Nigel Barrett and Louise Mari

Genre: Drama

Venue:

C Venues

Festival:


Low Down

A marvellous, unconventional, chaotic, post-modern, table-turning piece of theatre from Nigel Barrett and Louise Mari, founders of the legendary Shunt Lounge where they curated and created radical performance pieces. This show was formed, piece by piece, in the Shunt environment and is now at C Venues, well knitted and whole.

 

Review

12.00 midnight at C Venues is an interesting slot. As I queue for the show I am joined by many that have been merrying the night away. Noticing my reviewer’s badges someone asks me in a tipsy voice for the ‘low down’ on the show. I explain that I really have no idea what I am about to see, and yet the promotional material available at the Fringe, the images and quoted audience reactions on the flyer, have led me to come, as I am assuming it had also my tipsy fellow theatregoer. I realised that unconsciously I had been expecting to see something that I already knew, that I would gain pleasure from it because of my own already predicted responses; I’ll laugh at this or that, think such and such is profound, etc. In short I had come to masturbate. What is more, my fellow masturbator who asked me for the low down, had come with completely different pleasure seeking aims. As he and his entourage left uncomfortably within 15 minutes of the show starting then I assume they were vastly different to mine.
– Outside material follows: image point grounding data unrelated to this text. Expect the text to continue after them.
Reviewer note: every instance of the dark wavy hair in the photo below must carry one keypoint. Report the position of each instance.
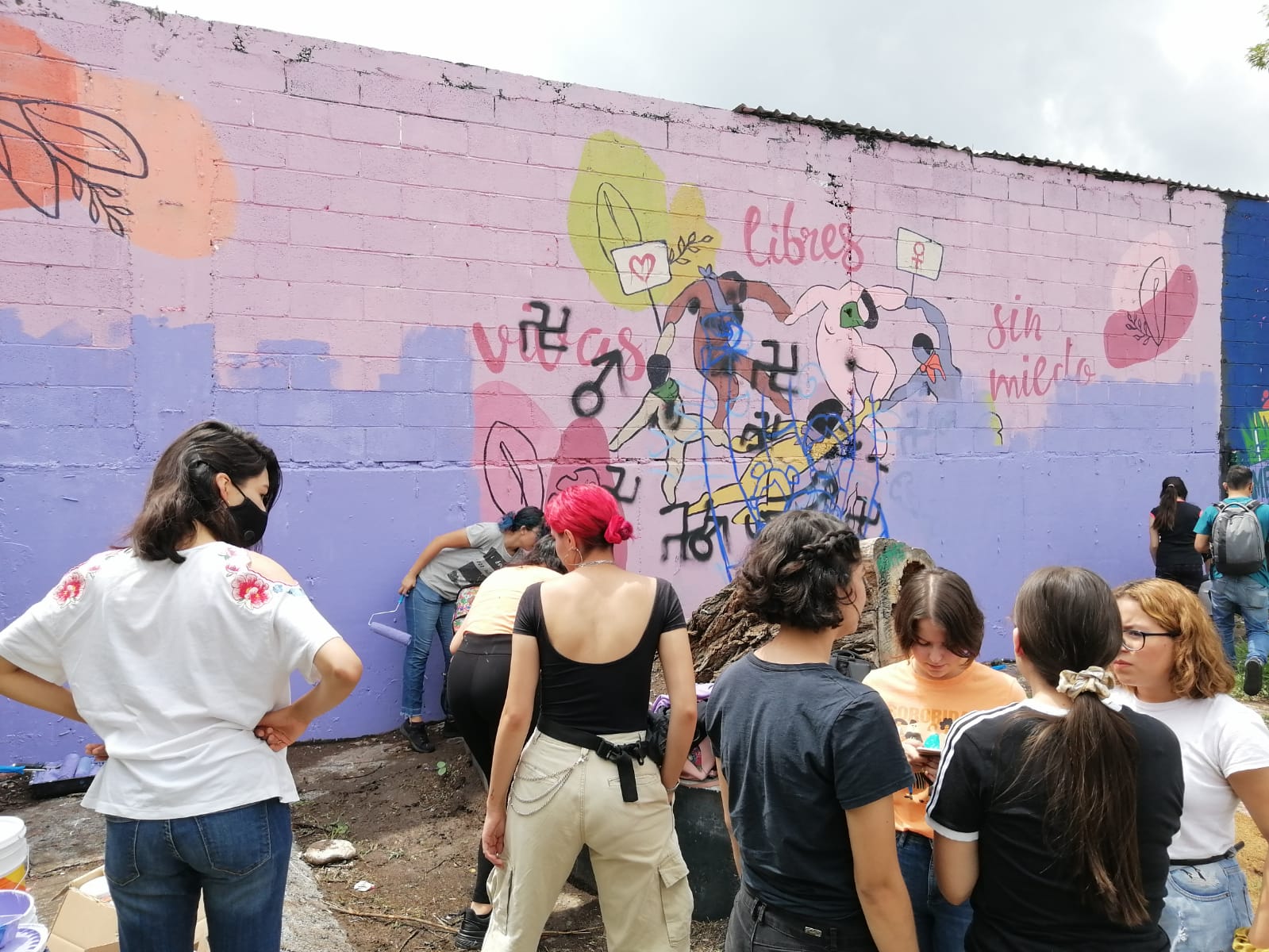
(944, 598)
(540, 554)
(527, 518)
(1173, 490)
(183, 489)
(796, 570)
(1239, 476)
(1067, 620)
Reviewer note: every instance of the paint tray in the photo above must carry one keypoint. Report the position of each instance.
(72, 774)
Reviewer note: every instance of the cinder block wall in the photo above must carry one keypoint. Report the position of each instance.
(442, 292)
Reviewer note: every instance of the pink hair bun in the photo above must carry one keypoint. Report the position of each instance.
(618, 530)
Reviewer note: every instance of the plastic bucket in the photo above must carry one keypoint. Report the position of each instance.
(17, 911)
(14, 854)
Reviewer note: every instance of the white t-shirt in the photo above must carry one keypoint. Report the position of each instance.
(1218, 736)
(174, 666)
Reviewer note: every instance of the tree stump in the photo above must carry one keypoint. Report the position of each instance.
(720, 632)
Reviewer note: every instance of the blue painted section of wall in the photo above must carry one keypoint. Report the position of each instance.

The show uses multiple screens, projecting sometimes fast moving, decaying images, or text is displayed as our actor works. His skills are shown off as he moves in a perfunctory way through a short sequence portraying expected actorly modes. He splits into three people, sets light to his trousers, pulls off a head to toe costume in near pitch darkness with flickering welding light and haunting, frightening industrial sounds. He stands naked on stage and then asks us in projected text “why would anyone do that?“, inviting us to ask ourselves “why would we want to see someone do that?” We feel sometimes as though he is ultra normal and at others as though he is untouchable, inaccessible, from a world which is impossible for us to inhabit. The piece is heavily loaded with well constructed images that burn into you as though one is being branded with a hot iron, and yet in a faux interval he has a lunch break, sits in the aisle and hands out Jaffa cakes and savoury eggs. Sometimes he is a fascist, demanding of the audience, singing ‘You are so beautiful’ yet encouraging an audience sing-along by shouting “come on you fuckers!”, turning the tables and demanding that he be entertained by his own abilities as seen through the audiences eyes.

This show is brilliantly disconcerting. A post modern deconstruction of theatregoing, of the actor as being heavy and weighted as the carrier of meaning, the audience the passive receptor of this meaning being imparted. Essentially it is a piece of theatre about what is involved when an audience, or a single subject watches, becomes involved in, a piece of theatre. More than this it implicates the theatregoing subject in the wider theatre of his or her life, as passive receptor of his or her own meaning making.

This is an outstanding show, very thought provoking and it might just change your whole view of everything!